Florian Rosati schudde het hoofd. "Niet echt", zei hij. "Ester was doodsbenauwd dat hij het van ons zou ontdekken. Dan zou hij haar zeker in elkaar hebben geslagen. Ik heb zelfs haar zoon nog nooit ontmoet, of haar broer, over wie ze zoveel sprak. Dat wilde ze ook niet. Ze wilde niet dat iemand van mij zou afweten. Haar ouders hadden een enorme macht over haar, met name haar moeder. Ester was bang voor haar eigen moeder, zo zat het. Het was de bedoeling dat we volgende zomer zouden trouwen. Niet deze zomer, maar de volgende. We hebben het over Rome gehad."
Cato Isaksen dacht aan de reis naar Rome die hij Bente had beloofd. Hij moest zorgen dat die doorging. Hij kon straks bij een reisbureau langsgaan en een paar brochures mee naar huis nemen, dan begreep ze in ieder geval dat hij zich aan zijn woord wilde houden.
De serveerster kwam met de koffie. "Dankjewel, Anna", zei Florian Rosati vriendelijk. "We waren alleen bij elkaar als Markus in Enger was", ging hij verder. "Ze was vaak erg kil, bijna afwijzend. Het was duidelijk dat ze erg met alles in haar maag zat. Ze was tenslotte vanaf haar veertiende bij die Johnny geweest. Dat is toch waanzin. Hij had echt veel te veel macht over haar."

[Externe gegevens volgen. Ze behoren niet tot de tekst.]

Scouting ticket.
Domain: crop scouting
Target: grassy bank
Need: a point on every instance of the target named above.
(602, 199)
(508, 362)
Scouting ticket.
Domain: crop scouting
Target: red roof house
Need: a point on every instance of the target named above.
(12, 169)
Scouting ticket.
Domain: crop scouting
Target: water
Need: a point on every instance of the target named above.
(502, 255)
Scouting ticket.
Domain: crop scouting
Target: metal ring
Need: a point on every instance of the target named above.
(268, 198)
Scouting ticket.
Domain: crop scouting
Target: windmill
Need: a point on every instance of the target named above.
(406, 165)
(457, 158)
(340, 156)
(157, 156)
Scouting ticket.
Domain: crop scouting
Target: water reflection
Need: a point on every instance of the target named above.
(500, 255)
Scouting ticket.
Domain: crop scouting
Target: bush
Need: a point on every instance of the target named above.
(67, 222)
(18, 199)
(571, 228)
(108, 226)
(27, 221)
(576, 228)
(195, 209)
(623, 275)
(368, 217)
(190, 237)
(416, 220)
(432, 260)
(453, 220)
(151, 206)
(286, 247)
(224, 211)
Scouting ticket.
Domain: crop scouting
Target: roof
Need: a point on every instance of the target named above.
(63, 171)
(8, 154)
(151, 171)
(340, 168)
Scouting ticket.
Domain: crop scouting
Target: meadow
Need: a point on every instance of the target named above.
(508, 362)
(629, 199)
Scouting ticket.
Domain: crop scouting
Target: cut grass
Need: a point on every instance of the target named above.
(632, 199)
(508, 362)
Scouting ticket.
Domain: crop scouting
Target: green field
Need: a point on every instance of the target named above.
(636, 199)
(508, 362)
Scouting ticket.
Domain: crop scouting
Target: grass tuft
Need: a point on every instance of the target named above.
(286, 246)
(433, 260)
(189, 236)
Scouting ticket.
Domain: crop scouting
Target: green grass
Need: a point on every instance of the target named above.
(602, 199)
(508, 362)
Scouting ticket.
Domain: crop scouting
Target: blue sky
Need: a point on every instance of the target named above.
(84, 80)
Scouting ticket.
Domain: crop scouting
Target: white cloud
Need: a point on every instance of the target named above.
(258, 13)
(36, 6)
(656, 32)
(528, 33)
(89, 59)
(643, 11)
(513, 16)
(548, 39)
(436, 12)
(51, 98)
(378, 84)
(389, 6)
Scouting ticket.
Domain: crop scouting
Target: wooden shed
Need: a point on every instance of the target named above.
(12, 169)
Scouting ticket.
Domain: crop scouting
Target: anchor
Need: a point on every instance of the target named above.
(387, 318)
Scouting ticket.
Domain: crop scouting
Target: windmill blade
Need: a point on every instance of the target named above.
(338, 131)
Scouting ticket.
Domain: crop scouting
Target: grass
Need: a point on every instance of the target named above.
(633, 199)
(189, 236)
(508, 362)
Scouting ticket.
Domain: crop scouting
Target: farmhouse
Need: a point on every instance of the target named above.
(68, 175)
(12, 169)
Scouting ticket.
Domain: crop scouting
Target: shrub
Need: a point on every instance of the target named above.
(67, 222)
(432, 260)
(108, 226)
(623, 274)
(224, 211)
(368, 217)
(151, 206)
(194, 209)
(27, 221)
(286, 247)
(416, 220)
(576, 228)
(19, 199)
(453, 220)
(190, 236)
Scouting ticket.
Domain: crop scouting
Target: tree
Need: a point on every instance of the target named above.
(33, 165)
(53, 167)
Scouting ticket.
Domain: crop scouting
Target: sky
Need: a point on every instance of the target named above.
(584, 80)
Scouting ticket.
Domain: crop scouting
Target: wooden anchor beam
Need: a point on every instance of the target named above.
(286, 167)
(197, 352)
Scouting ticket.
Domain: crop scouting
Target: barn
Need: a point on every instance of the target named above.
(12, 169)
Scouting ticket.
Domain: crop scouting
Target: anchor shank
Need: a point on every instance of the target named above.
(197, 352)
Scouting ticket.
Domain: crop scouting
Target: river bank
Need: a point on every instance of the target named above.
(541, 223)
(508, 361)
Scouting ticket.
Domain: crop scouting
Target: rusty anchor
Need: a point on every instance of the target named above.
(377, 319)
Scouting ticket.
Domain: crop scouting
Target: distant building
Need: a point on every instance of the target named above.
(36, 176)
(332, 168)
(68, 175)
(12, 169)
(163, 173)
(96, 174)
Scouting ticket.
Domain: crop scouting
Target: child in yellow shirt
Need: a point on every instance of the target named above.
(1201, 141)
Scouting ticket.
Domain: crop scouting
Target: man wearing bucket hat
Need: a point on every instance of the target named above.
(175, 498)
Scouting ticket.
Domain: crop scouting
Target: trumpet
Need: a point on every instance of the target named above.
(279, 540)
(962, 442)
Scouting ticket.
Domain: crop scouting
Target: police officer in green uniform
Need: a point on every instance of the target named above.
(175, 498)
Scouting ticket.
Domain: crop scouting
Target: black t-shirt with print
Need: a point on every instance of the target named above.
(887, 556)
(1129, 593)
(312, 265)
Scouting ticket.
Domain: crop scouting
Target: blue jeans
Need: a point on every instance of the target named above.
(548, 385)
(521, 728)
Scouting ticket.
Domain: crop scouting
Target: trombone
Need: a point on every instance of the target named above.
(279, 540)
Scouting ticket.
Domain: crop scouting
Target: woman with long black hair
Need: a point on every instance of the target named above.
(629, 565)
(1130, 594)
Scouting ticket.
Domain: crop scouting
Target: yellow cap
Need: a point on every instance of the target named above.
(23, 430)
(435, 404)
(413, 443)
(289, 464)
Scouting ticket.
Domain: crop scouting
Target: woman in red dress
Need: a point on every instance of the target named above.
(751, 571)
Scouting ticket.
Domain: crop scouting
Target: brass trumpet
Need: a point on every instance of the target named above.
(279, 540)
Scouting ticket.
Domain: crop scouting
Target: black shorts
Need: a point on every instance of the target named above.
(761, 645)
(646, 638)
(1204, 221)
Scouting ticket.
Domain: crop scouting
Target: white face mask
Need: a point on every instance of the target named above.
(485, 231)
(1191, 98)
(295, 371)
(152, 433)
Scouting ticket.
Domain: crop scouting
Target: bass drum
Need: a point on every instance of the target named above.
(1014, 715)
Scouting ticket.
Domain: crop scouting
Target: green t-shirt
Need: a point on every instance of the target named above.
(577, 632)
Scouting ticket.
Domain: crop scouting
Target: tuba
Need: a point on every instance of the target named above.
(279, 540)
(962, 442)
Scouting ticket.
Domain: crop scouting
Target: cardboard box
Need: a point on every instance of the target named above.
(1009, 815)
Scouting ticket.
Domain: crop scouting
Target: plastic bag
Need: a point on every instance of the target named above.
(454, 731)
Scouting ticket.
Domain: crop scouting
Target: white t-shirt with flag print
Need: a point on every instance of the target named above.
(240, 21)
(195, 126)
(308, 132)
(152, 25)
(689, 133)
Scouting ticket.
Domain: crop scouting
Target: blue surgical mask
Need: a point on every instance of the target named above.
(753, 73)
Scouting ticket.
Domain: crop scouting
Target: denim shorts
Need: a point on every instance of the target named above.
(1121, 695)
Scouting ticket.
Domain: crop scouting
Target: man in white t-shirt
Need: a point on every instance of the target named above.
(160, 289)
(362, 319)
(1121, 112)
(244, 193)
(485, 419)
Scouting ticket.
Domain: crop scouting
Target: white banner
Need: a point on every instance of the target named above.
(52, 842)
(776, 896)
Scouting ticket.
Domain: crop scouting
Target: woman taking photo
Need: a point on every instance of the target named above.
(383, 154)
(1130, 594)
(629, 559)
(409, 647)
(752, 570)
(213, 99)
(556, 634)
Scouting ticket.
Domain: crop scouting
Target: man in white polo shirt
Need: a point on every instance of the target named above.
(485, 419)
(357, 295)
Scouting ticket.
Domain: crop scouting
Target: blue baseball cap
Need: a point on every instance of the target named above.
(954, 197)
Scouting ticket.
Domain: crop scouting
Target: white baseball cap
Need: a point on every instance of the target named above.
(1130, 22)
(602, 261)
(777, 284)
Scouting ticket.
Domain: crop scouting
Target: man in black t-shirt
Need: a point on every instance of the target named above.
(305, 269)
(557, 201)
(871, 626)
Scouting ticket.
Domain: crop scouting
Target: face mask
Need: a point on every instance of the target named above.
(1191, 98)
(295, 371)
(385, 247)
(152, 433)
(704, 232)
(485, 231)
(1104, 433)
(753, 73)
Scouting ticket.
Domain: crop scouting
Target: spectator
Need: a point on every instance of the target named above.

"U was toch eerst samen met Lise Sommer, voor u Ester Synnøve Lønn trof?"
Florian Rosati knikte duister.
"U weet natuurlijk dat ze ruzie om u hebben gekregen."
"Ja, ik weet het. Het was afschuwelijk, maar het is nu eenmaal zo gelopen. Ik heb een halfjaar met Lise samengewoond. Toen stelde ze me voor aan Ester, en ik was verloren. Helemaal verloren. Ik wist gewoon dat zij de vrouw van mijn leven was. Ze had Johnny verlaten. Ze woonde alleen, maar hij terroriseerde haar. Ik heb haar geholpen bij de verhuizing naar haar nieuwe flat. Niet die waarin ze nu woont, maar de vorige." Hij glimlachte even. "Ik heb haar diezelfde dag een aanzoek gedaan. We stonden in het trappenhuis, ze was doodop, haar gezicht was grijs van moeheid. Ik vroeg haar of ze met me wilde trouwen." Hij glimlachte even. "Ze was zo jong en onschuldig, hoewel ze toch al dertig was geweest."
"U heeft haar na één dag een aanzoek gedaan?"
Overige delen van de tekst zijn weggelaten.